Installing Perl with perlbrew

I'm going to start this blog by writing a very simple guide on installing Perl using perlbrew.

To install Perl using perlbrew, first visit the website and grab its

curl -L https://install.perlbrew.pl | bash
and paste it in your terminal, and wait for it to do its job.

Now you will have to run

perlbrew init
to initialize perlbrew.

After that you will probably have to add it to your $PATH environment variable as the installation says after it is done downloading. This can be done with a command like

echo source ~/perl5/perlbrew/etc/bash >> ~/.bashrc
or
echo source ~/perl5/perlbrew/etc/bash >> ~/.zshrc
depending on your shell.

Once installed, you can see a list of different installable Perl versions by issuing the

perlbrew available
command.

Before trying to install Perl, you should ensure that you have make and a C compiler, which you probably already have if you are on Unix. I personally recommend the gcc (GNU Compiler Collection) which includes a C compiler. You can run

make -v
and
gcc -v
and then checking the return value with
echo $?
to see if it's 0 to be sure that you have them installed on your machine.

If the result of issuing

echo $?
is non-zero after doing either of the above commands, then there is an issue, and you should install make and/or gcc before continuing. Installing these tools on Debian based systems is easy. Just run
sudo apt install gcc make -y
to install them. And if you are on other Operating Systems you can use your corresponding commands to install them.

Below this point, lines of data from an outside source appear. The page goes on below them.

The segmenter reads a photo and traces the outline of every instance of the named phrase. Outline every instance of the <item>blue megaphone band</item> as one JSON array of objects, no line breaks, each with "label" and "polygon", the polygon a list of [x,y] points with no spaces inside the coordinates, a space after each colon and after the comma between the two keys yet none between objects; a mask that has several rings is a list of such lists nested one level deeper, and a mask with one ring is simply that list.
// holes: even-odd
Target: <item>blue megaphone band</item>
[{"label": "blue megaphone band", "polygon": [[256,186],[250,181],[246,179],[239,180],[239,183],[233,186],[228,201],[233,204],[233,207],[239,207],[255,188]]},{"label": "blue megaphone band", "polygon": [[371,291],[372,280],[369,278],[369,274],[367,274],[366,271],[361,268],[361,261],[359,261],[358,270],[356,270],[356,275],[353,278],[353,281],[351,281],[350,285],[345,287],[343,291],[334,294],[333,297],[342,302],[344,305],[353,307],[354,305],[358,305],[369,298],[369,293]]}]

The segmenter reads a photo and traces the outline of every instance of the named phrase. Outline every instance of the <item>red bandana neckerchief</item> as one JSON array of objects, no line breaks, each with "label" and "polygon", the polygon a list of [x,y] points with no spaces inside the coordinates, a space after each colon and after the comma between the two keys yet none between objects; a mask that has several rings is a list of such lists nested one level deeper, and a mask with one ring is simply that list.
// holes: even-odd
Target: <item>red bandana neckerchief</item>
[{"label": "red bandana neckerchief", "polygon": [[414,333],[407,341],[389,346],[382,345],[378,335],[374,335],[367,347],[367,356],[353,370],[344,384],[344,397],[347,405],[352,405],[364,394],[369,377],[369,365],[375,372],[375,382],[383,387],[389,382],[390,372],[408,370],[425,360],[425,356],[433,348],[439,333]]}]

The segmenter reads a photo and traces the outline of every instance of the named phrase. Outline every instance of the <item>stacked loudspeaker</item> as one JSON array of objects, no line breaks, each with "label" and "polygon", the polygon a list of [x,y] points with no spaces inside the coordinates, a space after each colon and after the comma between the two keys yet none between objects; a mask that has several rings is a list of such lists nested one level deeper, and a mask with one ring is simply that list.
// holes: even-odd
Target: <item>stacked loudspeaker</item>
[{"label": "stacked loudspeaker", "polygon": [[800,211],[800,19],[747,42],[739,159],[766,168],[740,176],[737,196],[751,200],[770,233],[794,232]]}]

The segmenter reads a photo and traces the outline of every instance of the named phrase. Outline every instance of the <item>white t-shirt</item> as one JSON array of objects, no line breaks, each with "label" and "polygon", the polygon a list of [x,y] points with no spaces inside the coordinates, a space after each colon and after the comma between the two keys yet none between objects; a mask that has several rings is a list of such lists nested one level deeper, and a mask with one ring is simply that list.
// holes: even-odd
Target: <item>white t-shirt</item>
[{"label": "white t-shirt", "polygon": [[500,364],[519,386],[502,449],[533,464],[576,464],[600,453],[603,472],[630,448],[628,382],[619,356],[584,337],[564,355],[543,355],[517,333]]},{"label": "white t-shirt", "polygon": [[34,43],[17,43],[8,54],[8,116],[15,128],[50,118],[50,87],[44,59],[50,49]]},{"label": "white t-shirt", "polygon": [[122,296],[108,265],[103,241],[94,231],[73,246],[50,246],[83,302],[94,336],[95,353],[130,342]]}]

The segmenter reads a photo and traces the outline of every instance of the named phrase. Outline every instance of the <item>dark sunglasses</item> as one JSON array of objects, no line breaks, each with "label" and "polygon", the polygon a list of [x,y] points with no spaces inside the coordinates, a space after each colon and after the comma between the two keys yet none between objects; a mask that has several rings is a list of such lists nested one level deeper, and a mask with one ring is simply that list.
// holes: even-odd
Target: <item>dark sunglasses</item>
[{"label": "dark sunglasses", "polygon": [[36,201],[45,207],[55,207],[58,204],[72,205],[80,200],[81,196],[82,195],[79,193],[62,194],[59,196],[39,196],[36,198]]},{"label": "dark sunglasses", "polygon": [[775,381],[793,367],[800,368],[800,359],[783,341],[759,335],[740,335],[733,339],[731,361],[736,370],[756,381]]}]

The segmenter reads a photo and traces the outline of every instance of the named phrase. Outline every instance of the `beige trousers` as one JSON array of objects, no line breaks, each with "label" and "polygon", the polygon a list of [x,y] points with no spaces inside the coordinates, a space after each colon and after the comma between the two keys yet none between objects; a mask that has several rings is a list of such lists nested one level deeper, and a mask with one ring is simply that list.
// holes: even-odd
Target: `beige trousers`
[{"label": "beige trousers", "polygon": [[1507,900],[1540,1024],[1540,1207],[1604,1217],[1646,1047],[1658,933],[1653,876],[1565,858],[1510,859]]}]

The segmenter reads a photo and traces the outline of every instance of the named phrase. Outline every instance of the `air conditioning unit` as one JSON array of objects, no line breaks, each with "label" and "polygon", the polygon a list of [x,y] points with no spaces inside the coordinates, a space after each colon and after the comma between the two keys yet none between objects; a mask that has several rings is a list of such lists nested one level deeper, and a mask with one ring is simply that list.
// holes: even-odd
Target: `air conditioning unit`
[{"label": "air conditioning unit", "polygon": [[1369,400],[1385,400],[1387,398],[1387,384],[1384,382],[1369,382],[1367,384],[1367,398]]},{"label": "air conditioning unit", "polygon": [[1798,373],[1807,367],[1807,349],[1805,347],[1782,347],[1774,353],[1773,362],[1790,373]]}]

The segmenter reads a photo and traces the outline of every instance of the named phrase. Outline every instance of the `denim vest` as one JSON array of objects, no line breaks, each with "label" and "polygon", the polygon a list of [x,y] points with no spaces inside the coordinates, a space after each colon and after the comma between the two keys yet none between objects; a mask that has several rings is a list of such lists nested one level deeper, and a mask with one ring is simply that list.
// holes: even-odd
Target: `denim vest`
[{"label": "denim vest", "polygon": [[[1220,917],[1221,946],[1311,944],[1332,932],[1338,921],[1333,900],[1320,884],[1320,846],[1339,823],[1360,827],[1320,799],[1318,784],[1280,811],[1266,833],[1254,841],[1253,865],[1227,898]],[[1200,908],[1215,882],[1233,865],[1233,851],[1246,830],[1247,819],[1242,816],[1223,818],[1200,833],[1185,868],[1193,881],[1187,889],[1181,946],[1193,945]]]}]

As of this writing Perl version 5.34.1 is the latest stable version, so to install it, simply issue this command

perlbrew install perl-5.34.1
and wait for it to compile and install Perl. This may take several minutes.

Now to use the freshly installed Perl and leaving the Operating System's Perl alone (which is located in /usr/bin/perl), you have to run the

perlbrew switch perl-5.34.1
command. This switches your default Perl to the new version that you have just installed, so that whenever you use Perl, you just use that instead of the system's Perl (which is not to be messed with!).

I hope you have found this small guide useful.